Function drop_invalid_rows(df) validates whether required columns are present. It drops rows with missing/null or empty critical fields (Technology, par, val, year) and keeps rows where year contains a 4-digit year and val contains numeric characters and no comparator symbols (<, >, , ).

Function clean_technology_string() normalizes text fields by removing leading 3-digit numeric codes, trims whitespace and lower-cases the string for consistent matching. It is applied to the columns Technology and ws. As an example, clean_technology_string() converts 151b Hydrogen Storage - LOHC to hydrogen storage - lohc.

Function extract_year() extracts the first sequence of digits from the year column and converts it to an integer. The column contains in fact entries like Uncertainty (2050) (str) which are converted to 2050 (int).

Function clean_parameter_string() removes leading hyphens, removes text inside square brackets (units/notes), collapses extra spaces and lower-cases the parameter name. It is applied to the par column.

Function standardize_units() is applied to columns par and unit. It completes missing units based on parameter name (e.g., energy storage capacity for one unit is mapped to the unit MWh) via a parameter-to-unit map. Moreover, it replaces known incorrect unit strings as ⁰C -> C or m2 to meter**2. The unit substitutions are driven by the pint documentation available at this link.

Function Commons.update_unit_with_currency_year(unit, priceyear), if present, appends priceyear information to currency units. This is because technologydata follows the currency pattern \b(?P<cu_iso3>[A-Z]{3})_(?P<year>\d{4})\b, as for example EUR_2021.

Function format_val_number(value, num_decimals) parses numeric formats including comma decimal separators and scientific notation variants (e.g., ×10) and converts them to float and rounds them to num_decimals.

The parser also applies the following corrections and substitutions:

  • Convert MEUR_2020 and kEUR_2020/KEUR_2020 to EUR_2020 and scale numeric val accordingly (×1e6 or ×1e3).
  • Specific unit fixes (example: mol/s/m/MPa1/2mol/s/m/Pa with value scaling).
  • Certain par values (e.g., energy storage capacity for one unit, tank volume of example) are normalized to capacity.

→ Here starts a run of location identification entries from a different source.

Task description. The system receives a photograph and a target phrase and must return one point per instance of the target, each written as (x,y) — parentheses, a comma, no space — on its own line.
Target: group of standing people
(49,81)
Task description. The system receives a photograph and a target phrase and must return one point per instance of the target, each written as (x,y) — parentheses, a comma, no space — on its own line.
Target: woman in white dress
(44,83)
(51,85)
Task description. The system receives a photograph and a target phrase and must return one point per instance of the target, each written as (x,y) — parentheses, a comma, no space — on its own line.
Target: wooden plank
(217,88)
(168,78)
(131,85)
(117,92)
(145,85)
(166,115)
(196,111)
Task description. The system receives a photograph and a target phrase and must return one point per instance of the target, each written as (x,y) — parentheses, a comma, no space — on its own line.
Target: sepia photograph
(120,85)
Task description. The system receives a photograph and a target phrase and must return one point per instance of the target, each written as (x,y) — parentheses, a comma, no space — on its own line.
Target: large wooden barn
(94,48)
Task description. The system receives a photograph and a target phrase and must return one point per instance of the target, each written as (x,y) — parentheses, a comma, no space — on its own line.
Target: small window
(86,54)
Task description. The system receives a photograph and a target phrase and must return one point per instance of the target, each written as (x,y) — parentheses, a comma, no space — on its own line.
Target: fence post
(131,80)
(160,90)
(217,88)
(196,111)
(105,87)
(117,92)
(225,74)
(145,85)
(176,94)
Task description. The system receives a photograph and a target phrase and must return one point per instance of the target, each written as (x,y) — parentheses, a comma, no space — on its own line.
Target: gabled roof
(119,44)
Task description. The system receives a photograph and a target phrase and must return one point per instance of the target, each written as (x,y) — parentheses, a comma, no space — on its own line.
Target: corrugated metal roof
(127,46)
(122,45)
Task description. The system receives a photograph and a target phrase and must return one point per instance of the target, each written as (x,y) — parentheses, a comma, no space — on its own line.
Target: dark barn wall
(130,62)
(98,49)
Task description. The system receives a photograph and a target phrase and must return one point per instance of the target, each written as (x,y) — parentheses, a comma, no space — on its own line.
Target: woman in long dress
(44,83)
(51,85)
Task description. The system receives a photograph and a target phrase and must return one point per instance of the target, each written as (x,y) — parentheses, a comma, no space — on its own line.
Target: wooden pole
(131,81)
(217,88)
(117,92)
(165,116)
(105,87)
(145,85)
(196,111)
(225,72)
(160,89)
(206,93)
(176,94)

Function clean_est_string() normalizes the est column by casefolding it and by replacing ctrl with control.

Function filter_parameters(df, filter_flag), if filter_flag is true, keeps only an allowed set of parameters (e.g., technical lifetime, fixed o&m, specific investment, variable o&m, charge efficiency, discharge efficiency, capacity). Otherwise returns the full set.

Populate and export the source and technology collections

Function build_technology_collection():

  • if store_source is set, constructs a Source object for the DEA dataset, calls ensure_in_wayback() and writes sources.json; otherwise reads an existing sources.json.
  • groups the cleaned DataFrame by est, year, ws, Technology.
  • for each group, builds a dictionary of Parameter objects (each with magnitude, units, sources, provenance).
  • creates a Technology object for each group, with name = ws, detailed_technology = Technology, year=year, region = EU, case = est and collects them into a TechnologyCollection object.
  • writes the TechnologyCollection object to a technologies.json.
  • if --export_schema is used, schema files produced during export are moved to the sub-folder src/technologydata/parsers/schemas.

Running the parser

Execution instructions

From repository root:

  • Basic run: python src/technologydata/parsers/dea_energy_storage/dea_energy_storage.py
  • Example with options: --num_digits 3 --store_source --filter_params --export_schema

Outputs

The parser generates the following outputs:

  • src/technologydata/parsers/dea_energy_storage/technologies.json.
  • src/technologydata/parsers/dea_energy_storage/sources.json.
  • Optional schema files moved to src/technologydata/parsers/schemas when --export_schema is used.